Some thoughts on clustered hobbit

10 messages in this thread

list Tom Kauffman · Mon, 9 May 2005 16:19:43 -0500 ·

First, let me express my thanks to Brian for putting this document
together and allowing Henrik to distribute it! I've a lot of experience
with IBM's HACMP for AIX, and getting a clustered configuration working
as desired is not a trivial procedure.

Henrik -- check me on this: it's my impression we no longer need a
'BBPAGER' entry on the client-side bb-hosts because the hobbit server
passes all potentially alertable statuses to hobbit-alert and it decides
if an alert is really required.

Brian -- no offense, but I would rather categorise your configuration as
"active/inactive". I'm looking at doing an "active/passive" cluster when
time frees up -- about a month from now. The difference? I'm running two
hobbit/apache instances all the time -- but the 'passive' (fallover)
side is not doing alerting or network tests. It does build displays
(it's my technical documentation server as well) and it does keep both
history and rrd data updated. Both hosts show up on the client side as
'BBDISPLAY'. On failover it will take over the IP address for the hobbit
display and re-launch hobbit with network testing and alerting enabled.

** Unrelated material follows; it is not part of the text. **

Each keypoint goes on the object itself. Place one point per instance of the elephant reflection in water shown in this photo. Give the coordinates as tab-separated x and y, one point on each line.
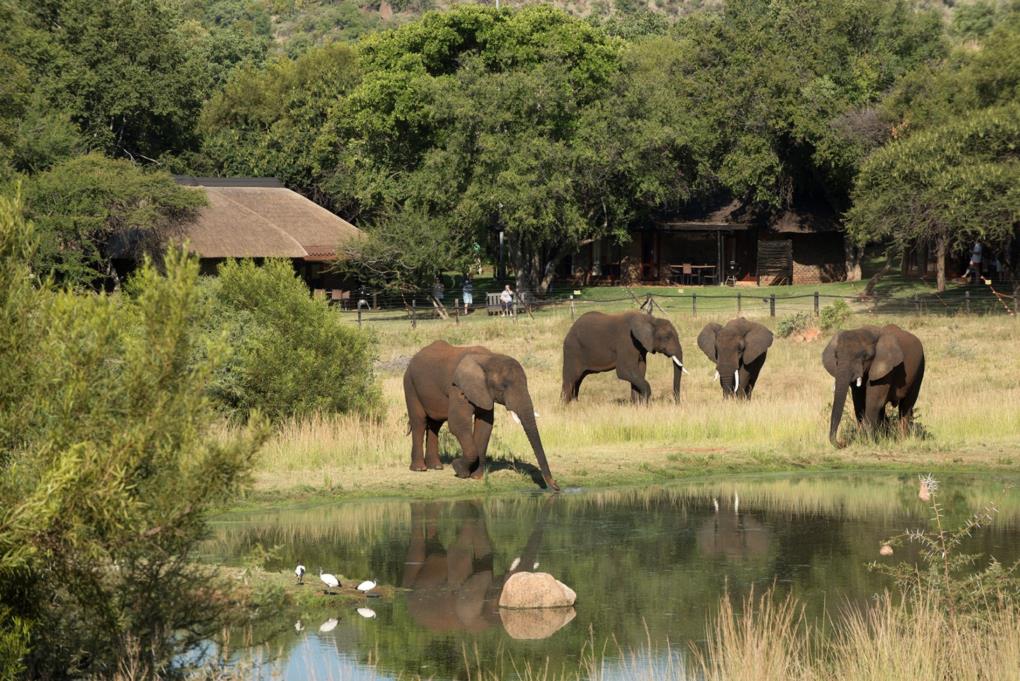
455	588
732	535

Depending on host count and test count, this might be a bad idea -- but
we've only got about 300 entries in bb-hosts. 

So -- thanks ever so much, again, for providing this -- it will make my
life ever so much easier next month when I get the time to automate the
failover environment.

Tom

Tom Kauffman
NIBCO, Inc

list Henrik Størner · Mon, 9 May 2005 23:47:29 +0200 ·

▸ quoted from Tom Kauffman

On Mon, May 09, 2005 at 04:19:43PM -0500, Kauffman, Tom wrote:

Henrik -- check me on this: it's my impression we no longer need a
'BBPAGER' entry on the client-side bb-hosts because the hobbit server
passes all potentially alertable statuses to hobbit-alert and it decides
if an alert is really required.

Correct.

In fact it does make sense to remove it, because then the client will
not initiate a connection to the server to send the "page" message -
which hobbitd promptly just discards.

▸ quoted from Tom Kauffman

Brian -- no offense, but I would rather categorise your configuration as
"active/inactive". I'm looking at doing an "active/passive" cluster when
time frees up -- about a month from now. The difference? I'm running two
hobbit/apache instances all the time -- but the 'passive' (fallover)
side is not doing alerting or network tests. It does build displays
(it's my technical documentation server as well) and it does keep both
history and rrd data updated. Both hosts show up on the client side as
'BBDISPLAY'. On failover it will take over the IP address for the hobbit
display and re-launch hobbit with network testing and alerting enabled.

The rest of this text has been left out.